Enter the twilight zone: scientists dive into the oceans’ mysterious middle

Enter the twilight zone: scientists dive into the oceans’ mysterious middle 28.02.2020

Enter the twilight zone: scientists dive into the oceans’ mysterious middle

The vast, wild depths between light and shadow face increasing threats from climate change and overfishing.

It is home to a majority of the marine fish biomass and helps to remove an estimated 4 billion tonnes of carbon dioxide from the atmosphere each year. Now, scientists are gearing up to dive into the twilight zone, the largely unexplored ocean layer 200 to 1,000 metres deep that some worry is threatened by a changing climate and increased pressure from fishing.

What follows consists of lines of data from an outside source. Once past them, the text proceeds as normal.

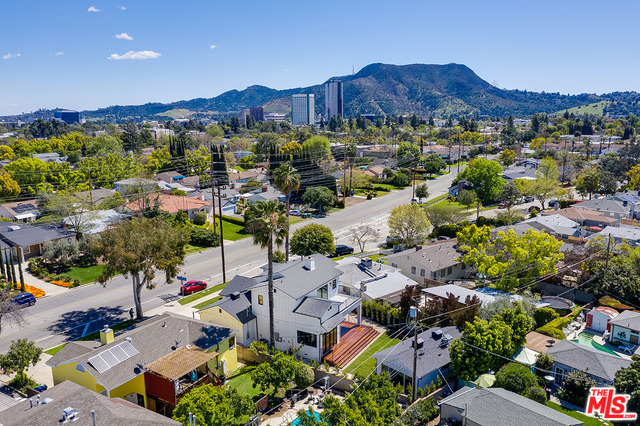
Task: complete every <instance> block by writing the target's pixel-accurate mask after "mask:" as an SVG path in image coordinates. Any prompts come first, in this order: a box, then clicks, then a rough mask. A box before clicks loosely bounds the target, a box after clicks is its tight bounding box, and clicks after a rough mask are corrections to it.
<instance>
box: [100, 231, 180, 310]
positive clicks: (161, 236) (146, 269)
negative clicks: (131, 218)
mask: <svg viewBox="0 0 640 426" xmlns="http://www.w3.org/2000/svg"><path fill="white" fill-rule="evenodd" d="M188 241H189V236H188V234H187V232H186V231H185V229H184V228H174V227H172V226H171V225H169V224H168V223H167V222H165V221H162V220H158V219H147V218H140V219H133V220H130V221H128V222H120V223H118V224H117V225H115V226H113V227H111V228H109V229H107V230H106V231H104V232H103V233H102V234H101V237H100V238H96V239H94V240H93V241H92V251H93V252H94V255H95V256H96V257H102V259H103V261H104V264H105V268H104V271H103V272H102V274H101V275H100V276H99V277H98V282H99V283H101V284H102V285H106V283H107V282H108V281H109V280H110V279H111V278H112V277H114V276H115V275H118V274H123V275H124V276H125V277H129V276H131V281H132V284H133V300H134V303H135V307H136V316H137V318H138V319H139V320H142V319H143V318H144V317H143V313H142V301H141V299H140V295H141V292H142V289H143V288H144V287H146V288H149V289H151V288H153V287H155V284H154V283H153V279H154V278H155V276H156V271H162V272H164V274H165V282H166V283H167V284H170V283H171V281H172V280H173V279H174V278H175V277H176V276H177V275H178V267H179V266H180V265H182V264H183V263H184V256H185V250H184V246H185V244H187V242H188Z"/></svg>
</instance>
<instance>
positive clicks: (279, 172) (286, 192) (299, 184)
mask: <svg viewBox="0 0 640 426" xmlns="http://www.w3.org/2000/svg"><path fill="white" fill-rule="evenodd" d="M273 178H274V180H275V184H276V188H278V190H279V191H280V192H282V193H284V195H285V207H286V210H287V236H286V238H285V242H284V249H285V258H286V260H287V262H288V261H289V202H290V200H291V191H295V190H297V189H298V188H300V175H299V174H298V171H297V170H296V169H294V168H293V167H291V163H284V164H281V165H280V167H278V168H277V169H275V170H274V171H273Z"/></svg>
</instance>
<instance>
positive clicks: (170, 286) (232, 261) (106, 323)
mask: <svg viewBox="0 0 640 426" xmlns="http://www.w3.org/2000/svg"><path fill="white" fill-rule="evenodd" d="M456 171H457V170H456V169H455V168H452V172H451V174H447V175H444V176H440V177H438V178H437V179H435V180H432V181H427V185H428V187H429V198H430V199H432V198H435V197H437V196H439V195H442V194H445V193H446V192H447V190H448V188H449V187H450V186H451V182H452V181H453V179H454V178H455V176H456ZM410 201H411V188H410V187H409V188H406V189H404V190H402V191H396V192H392V193H390V194H388V195H385V196H382V197H380V198H377V199H373V200H364V201H362V202H361V203H359V204H356V205H353V206H351V207H349V208H347V209H344V210H339V211H336V212H334V213H331V214H330V215H328V216H327V217H325V218H319V219H309V220H305V221H303V222H301V223H298V224H296V225H293V226H292V230H291V232H292V233H293V231H295V230H296V229H298V228H299V227H301V226H304V225H306V224H308V223H311V222H316V223H320V224H322V225H326V226H328V227H330V228H331V229H332V230H333V232H334V234H335V235H336V239H337V241H338V243H341V244H343V243H349V239H348V235H347V233H348V229H349V228H350V227H352V226H354V225H359V224H360V223H369V224H372V225H375V226H376V227H377V228H379V229H380V231H381V237H380V239H379V241H383V240H384V236H385V235H386V233H387V232H388V231H387V229H388V228H386V221H387V218H388V215H389V213H390V211H391V210H392V209H393V208H394V207H396V206H398V205H401V204H406V203H409V202H410ZM381 224H383V225H381ZM374 246H375V243H374V244H372V245H371V247H374ZM354 248H357V245H355V246H354ZM225 257H226V264H227V276H226V278H227V280H229V279H231V278H232V277H233V276H235V275H236V274H239V273H243V274H249V275H251V274H255V273H256V272H257V271H259V267H260V266H261V265H262V264H264V262H265V259H266V254H264V253H263V252H262V250H261V249H260V248H259V247H256V246H254V245H253V242H252V239H251V238H246V239H243V240H240V241H236V242H225ZM181 275H183V276H185V277H186V278H187V279H189V280H206V281H207V282H208V283H209V284H210V285H215V284H218V283H220V282H222V273H221V256H220V248H215V249H209V250H205V251H202V252H199V253H195V254H191V255H189V256H188V257H187V258H186V261H185V265H184V266H183V268H182V273H181ZM157 281H158V285H157V286H156V287H155V288H154V289H152V290H146V289H145V290H143V292H142V303H143V308H144V309H145V312H148V311H150V310H151V309H154V308H157V307H160V306H162V305H164V304H166V303H170V302H172V301H173V302H175V301H177V300H178V299H179V297H180V296H179V295H178V289H179V284H178V281H177V280H176V281H175V283H173V284H171V285H165V284H163V283H161V280H157ZM132 306H133V296H132V288H131V280H130V279H126V278H124V277H122V276H119V277H116V278H115V279H113V280H112V281H111V282H109V283H108V284H107V285H106V286H104V287H103V286H102V285H100V284H88V285H84V286H81V287H78V288H75V289H70V290H68V291H65V292H64V293H62V294H58V295H55V296H51V297H44V298H43V299H40V300H38V303H37V304H36V305H35V306H33V307H29V308H25V309H24V317H25V321H24V323H23V324H21V325H16V324H11V325H8V326H5V327H3V330H2V334H1V335H0V353H2V352H6V351H7V350H8V348H9V346H10V345H11V341H12V340H17V339H21V338H28V339H31V340H33V341H35V342H36V344H37V345H38V346H40V347H42V348H50V347H53V346H56V345H59V344H60V343H63V342H64V341H66V340H68V339H73V338H77V337H80V336H83V335H86V334H87V333H91V332H93V331H96V330H99V329H100V328H101V327H102V326H103V325H104V324H114V323H116V322H119V321H121V320H123V319H126V318H128V317H129V314H128V311H129V309H130V308H131V307H132Z"/></svg>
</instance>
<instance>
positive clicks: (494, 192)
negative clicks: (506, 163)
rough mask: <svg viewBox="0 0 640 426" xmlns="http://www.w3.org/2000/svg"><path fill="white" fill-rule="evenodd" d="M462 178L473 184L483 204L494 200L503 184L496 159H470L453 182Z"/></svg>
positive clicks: (503, 179)
mask: <svg viewBox="0 0 640 426" xmlns="http://www.w3.org/2000/svg"><path fill="white" fill-rule="evenodd" d="M463 179H464V180H468V181H469V182H471V183H472V184H473V189H474V190H475V191H476V194H477V195H478V197H479V198H480V199H481V200H482V202H483V203H485V204H487V203H491V202H493V201H495V199H496V197H497V196H498V194H499V193H500V190H501V189H502V186H503V185H504V184H505V180H504V179H503V178H502V167H501V166H500V164H499V163H498V162H497V161H492V160H485V159H484V158H481V157H480V158H476V159H475V160H471V161H470V162H469V164H467V167H466V168H465V169H464V170H463V171H462V172H460V173H459V174H458V176H457V177H456V179H455V180H454V182H459V181H460V180H463Z"/></svg>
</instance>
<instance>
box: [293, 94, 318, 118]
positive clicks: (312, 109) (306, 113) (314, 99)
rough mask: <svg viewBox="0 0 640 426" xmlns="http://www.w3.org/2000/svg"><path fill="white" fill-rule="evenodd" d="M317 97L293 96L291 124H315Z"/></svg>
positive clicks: (306, 96) (306, 95)
mask: <svg viewBox="0 0 640 426" xmlns="http://www.w3.org/2000/svg"><path fill="white" fill-rule="evenodd" d="M315 107H316V105H315V96H314V95H292V96H291V122H292V123H293V125H294V126H295V125H297V124H314V123H315V121H316V120H315Z"/></svg>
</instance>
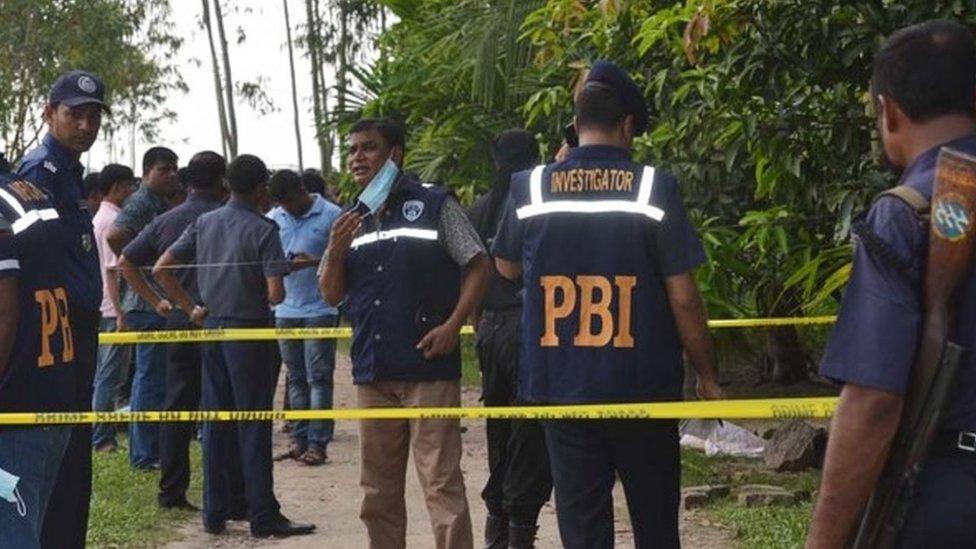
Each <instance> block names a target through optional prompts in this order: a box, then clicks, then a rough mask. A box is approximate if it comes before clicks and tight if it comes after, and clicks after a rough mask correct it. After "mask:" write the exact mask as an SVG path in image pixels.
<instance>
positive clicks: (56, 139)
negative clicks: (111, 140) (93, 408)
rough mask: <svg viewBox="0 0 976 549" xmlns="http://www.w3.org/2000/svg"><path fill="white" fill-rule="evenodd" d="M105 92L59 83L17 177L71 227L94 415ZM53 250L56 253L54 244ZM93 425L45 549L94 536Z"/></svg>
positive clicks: (72, 264)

As part of a US$25-million mission, NASA will travel to the north Atlantic in April to study the movement of carbon between the atmosphere and the deep ocean. Others will join in the expedition thanks to a collaborative venture unveiled at the American Geophysical Union’s ocean-science meeting in San Diego, California, last week.

“This is literally the biggest investment ever made in the twilight zone,” says Dave Siegel, an oceanographer at the University of California, Santa Barbara. He is heading the NASA mission, dubbed Export Processes in the Ocean from Remote Sensing, or EXPORTS. The addition of a network of collaborators promises to bolster data-sharing and coordination with other research efforts around the world. “If we can federate, we can help each other.”

Plumbing the depths

The twilight zone begins where photosynthesis fails, and reaches down to where light tapers off entirely. Here, countless creatures depend on faecal pellets and dead organisms that fall from above — typically referred to as marine snow. Tiny grazers also rise into the upper ocean to hunt each night, marking the largest animal migration on Earth. Bigger predators, such as whales and sharks, frequently forage in this band of water, and humans are increasingly eyeing its bounty as well. Commercial fishing operations in Norway and other countries have already begun to harvest krill that typically inhabit the twilight zone.

Some scientists fear that exploitation of this largely untapped store of protein will increase in the future owing to rising demand for food. That could affect the marine food web and ultimately the climate, says Philip Boyd, a marine ecologist at the University of Tasmania in Hobart, Australia, who is heading up a project to investigate how much carbon drops into the abyss in the Southern Ocean.

The ocean provides a crucial service to humanity by pulling carbon out of the atmosphere, and that depends on what happens in the twilight zone, says Ken Buesseler, a marine radiochemist at the Woods Hole Oceanographic Institution (WHOI) in Massachusetts. “It’s that simple,” he says, “but it’s not easy to measure.”

NASA gave twilight-zone research a major boost with its investment in the EXPORTS project, which kicked off in 2018 with an expedition to the north Pacific Ocean. Low iron concentrations in that region of the ocean restrict blooms of photosynthetic phytoplankton, and preliminary results confirm that less carbon moves deep into the ocean there.